The print follows 6.7% growth over the previous quarter and came in below expectations for a 6.5% clip, according to economists polled by Reuters.

The Reserve Bank of India had forecast expansion of 7% over the period and the reading is the lowest since the last quarter of 2022.

In October, the RBI said after its last monetary policy meeting that the key agriculture sector remained “resilient” and was expected to perform well due to higher-than-expected rainfall and robust reservoir levels.

On the demand side, healthy sowing of kharif  or autumn crops — coupled with sustained momentum in consumer spending in the festival season boded well for private consumption.
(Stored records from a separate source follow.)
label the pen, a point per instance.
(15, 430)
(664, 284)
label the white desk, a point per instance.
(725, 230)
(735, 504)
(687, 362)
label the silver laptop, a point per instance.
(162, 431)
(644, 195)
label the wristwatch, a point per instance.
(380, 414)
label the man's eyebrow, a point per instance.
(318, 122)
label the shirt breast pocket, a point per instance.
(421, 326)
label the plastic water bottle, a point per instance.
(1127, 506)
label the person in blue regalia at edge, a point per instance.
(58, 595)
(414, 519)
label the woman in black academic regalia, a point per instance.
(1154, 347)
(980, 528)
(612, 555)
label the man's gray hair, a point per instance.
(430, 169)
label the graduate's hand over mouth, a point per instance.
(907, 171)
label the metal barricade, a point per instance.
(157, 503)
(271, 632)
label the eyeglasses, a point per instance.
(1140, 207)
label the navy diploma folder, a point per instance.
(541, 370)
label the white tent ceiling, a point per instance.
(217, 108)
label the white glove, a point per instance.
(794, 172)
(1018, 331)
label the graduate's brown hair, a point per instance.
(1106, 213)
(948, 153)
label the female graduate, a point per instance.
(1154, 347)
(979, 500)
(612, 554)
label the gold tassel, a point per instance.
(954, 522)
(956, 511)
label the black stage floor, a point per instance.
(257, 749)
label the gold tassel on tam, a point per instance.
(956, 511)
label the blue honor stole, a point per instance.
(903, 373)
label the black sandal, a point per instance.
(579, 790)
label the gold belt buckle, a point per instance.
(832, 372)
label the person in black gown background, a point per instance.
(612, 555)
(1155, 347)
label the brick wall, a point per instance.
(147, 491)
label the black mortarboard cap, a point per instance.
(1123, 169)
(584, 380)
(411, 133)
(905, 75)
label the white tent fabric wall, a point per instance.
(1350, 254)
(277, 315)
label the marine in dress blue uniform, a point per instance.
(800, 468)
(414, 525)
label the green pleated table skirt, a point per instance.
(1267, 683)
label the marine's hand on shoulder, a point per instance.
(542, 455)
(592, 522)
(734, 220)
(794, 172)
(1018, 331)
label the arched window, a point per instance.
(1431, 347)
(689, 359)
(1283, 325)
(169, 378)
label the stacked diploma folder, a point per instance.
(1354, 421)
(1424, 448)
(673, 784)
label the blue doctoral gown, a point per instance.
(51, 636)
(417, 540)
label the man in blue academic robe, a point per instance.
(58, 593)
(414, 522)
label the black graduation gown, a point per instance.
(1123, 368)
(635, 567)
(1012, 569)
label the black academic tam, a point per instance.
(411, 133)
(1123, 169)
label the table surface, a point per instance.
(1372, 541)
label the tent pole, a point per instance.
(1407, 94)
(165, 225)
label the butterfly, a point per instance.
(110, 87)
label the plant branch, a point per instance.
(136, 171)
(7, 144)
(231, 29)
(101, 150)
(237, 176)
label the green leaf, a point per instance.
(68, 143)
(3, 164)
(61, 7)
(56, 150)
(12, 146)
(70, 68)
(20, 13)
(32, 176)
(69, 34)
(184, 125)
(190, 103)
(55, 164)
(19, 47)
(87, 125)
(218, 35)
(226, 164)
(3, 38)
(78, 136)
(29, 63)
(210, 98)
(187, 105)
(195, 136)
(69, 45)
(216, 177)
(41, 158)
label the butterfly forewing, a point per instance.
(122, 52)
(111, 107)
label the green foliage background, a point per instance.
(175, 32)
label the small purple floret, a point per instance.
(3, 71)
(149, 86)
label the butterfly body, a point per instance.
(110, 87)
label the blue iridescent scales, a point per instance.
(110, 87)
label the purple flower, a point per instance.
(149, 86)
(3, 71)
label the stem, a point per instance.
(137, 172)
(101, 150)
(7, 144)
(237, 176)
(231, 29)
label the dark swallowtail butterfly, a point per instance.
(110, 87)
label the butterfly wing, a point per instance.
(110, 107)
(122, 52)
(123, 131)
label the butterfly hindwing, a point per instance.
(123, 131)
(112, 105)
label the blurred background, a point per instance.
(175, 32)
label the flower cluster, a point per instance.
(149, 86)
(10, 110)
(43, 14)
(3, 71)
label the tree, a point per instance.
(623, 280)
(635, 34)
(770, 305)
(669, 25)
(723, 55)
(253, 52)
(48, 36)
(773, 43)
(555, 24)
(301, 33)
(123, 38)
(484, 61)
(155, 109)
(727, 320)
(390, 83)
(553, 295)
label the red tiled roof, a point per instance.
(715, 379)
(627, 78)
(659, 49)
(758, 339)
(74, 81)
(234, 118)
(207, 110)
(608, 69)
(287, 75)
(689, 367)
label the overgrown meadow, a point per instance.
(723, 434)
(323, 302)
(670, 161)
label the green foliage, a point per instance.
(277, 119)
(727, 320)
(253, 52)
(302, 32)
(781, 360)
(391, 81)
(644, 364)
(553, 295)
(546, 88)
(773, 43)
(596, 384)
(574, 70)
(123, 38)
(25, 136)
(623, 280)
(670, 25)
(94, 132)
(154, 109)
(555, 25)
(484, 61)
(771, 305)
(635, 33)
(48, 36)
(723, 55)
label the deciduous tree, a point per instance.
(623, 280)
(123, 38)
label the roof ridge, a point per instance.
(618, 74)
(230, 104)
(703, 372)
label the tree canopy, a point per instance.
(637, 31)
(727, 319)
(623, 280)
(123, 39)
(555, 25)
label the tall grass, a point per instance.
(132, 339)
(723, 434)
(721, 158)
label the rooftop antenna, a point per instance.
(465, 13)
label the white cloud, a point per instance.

The RBI also noted in October that consumer and business confidence had improved and that “external demand is expected to get support from improving global trade volumes.”

India's economy is likely to slow in 2025, economist says

Speaking to CNBC “Squawk Box Asia” before the GDP release, Alicia Garcia Herrero, chief Asia-Pacific economist at Natixis, forecast that India’s economy will slow but not “collapse” in 2025.

She said that Natixis has a 2025 growth forecast of 6.4% for India — without clarifying whether this refers to the fiscal or calendar year — but added that the print could also come in as low as 6%, which she qualified as “not a bit problem, but it’s not welcome.”

Separately, the RBI projected that GDP growth for the 2024 fiscal year ending in March 2025 will reach a higher 7.2%.

Asked how India’s economy will fare under President-elect Donald Trump’s second presidency, Herrero said the country is “not really at the center of the reshuffling of the value chain that China has been conducting.”

“If I were the Trump administration, I would start [looking at tariffs for] Vietnam. That’s a much more obvious case,” she noted.

She said that China could make products in India for Indian consumption instead of exporting products globally — and as such, New Delhi could avoid getting hit by tariffs.